Imagine you have a bar chart showing sales by product category. How does sorting the bars from highest to lowest sales help the viewer?
Think about what helps your eyes find the biggest numbers quickly.
Sorting bars from highest to lowest sales helps viewers quickly see which categories perform best, making comparison easier.
You have a line chart showing monthly revenue over a year. What happens if you sort the months alphabetically instead of chronologically?
Think about how time flows and how sorting by letters might affect that.
Sorting months alphabetically breaks the natural time sequence, making it hard to see trends over time.

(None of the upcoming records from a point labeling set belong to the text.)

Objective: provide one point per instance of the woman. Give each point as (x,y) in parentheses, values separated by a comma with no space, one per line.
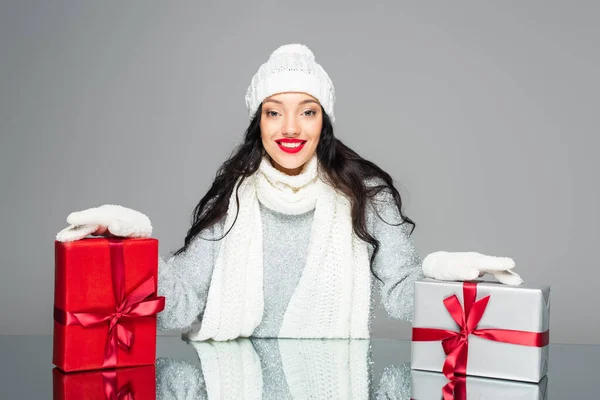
(294,230)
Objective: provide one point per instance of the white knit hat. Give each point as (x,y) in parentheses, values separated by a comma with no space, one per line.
(291,68)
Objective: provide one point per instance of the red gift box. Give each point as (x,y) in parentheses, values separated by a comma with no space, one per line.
(105,303)
(137,383)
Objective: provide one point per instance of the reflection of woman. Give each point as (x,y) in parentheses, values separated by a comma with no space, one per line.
(293,229)
(278,369)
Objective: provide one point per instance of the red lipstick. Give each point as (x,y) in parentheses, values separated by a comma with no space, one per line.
(297,145)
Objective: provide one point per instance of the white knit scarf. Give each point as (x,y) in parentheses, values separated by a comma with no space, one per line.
(333,295)
(313,369)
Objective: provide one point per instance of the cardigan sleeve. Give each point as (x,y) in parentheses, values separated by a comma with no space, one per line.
(184,280)
(397,262)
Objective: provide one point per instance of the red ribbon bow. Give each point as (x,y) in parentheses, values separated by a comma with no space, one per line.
(141,302)
(456,344)
(110,387)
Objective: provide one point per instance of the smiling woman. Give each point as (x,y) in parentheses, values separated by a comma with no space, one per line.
(294,229)
(290,129)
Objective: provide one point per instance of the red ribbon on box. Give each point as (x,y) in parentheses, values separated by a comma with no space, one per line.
(456,344)
(141,302)
(111,387)
(454,390)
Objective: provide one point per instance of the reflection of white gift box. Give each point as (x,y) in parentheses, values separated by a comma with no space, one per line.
(428,386)
(505,335)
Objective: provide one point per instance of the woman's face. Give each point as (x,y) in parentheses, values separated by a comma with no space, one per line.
(290,127)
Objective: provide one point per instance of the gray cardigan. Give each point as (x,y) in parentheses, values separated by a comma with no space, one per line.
(184,279)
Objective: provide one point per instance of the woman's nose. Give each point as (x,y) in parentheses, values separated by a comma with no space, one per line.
(290,126)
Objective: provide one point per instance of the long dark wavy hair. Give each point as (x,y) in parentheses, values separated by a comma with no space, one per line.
(344,169)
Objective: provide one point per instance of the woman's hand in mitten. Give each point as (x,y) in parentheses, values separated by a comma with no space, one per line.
(466,266)
(106,220)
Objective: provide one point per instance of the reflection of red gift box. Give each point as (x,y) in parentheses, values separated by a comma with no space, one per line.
(137,383)
(105,303)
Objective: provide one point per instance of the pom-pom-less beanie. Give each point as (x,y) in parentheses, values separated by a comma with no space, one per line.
(291,68)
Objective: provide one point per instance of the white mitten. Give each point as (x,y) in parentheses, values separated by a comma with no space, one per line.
(120,221)
(466,266)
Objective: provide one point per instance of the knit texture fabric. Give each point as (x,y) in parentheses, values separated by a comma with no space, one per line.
(333,295)
(291,68)
(315,369)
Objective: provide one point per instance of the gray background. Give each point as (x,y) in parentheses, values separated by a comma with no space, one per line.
(485,114)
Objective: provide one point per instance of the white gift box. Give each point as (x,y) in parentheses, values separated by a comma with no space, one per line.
(524,309)
(428,386)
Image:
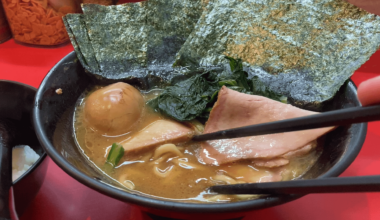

Given a dataset with sales by region and product, this LOD expression fixes sales by region:
{ FIXED [Region] : SUM([Sales]) }If you sort the visualization by this fixed sales value descending, what will the top row show?
LOD expressions fix aggregation at a level. Sorting by that shows top groups.
The FIXED LOD sums sales by region ignoring product. Sorting descending shows the region with highest total sales first.
You have a dashboard with multiple charts showing sales by category, region, and time. If you sort categories by total sales descending, what is the main benefit?
Think about what helps decision makers focus on key data.
Sorting by total sales descending brings the most important categories to the top, helping users focus on key insights quickly.
You create a heatmap showing sales by product and region. Initially, products are sorted alphabetically. You change sorting to descending by total sales. What is the expected impact on the heatmap's usefulness?
Consider how sorting affects visual scanning and pattern spotting.
Sorting products by total sales descending places top sellers at the top, making it easier to spot important patterns and focus attention.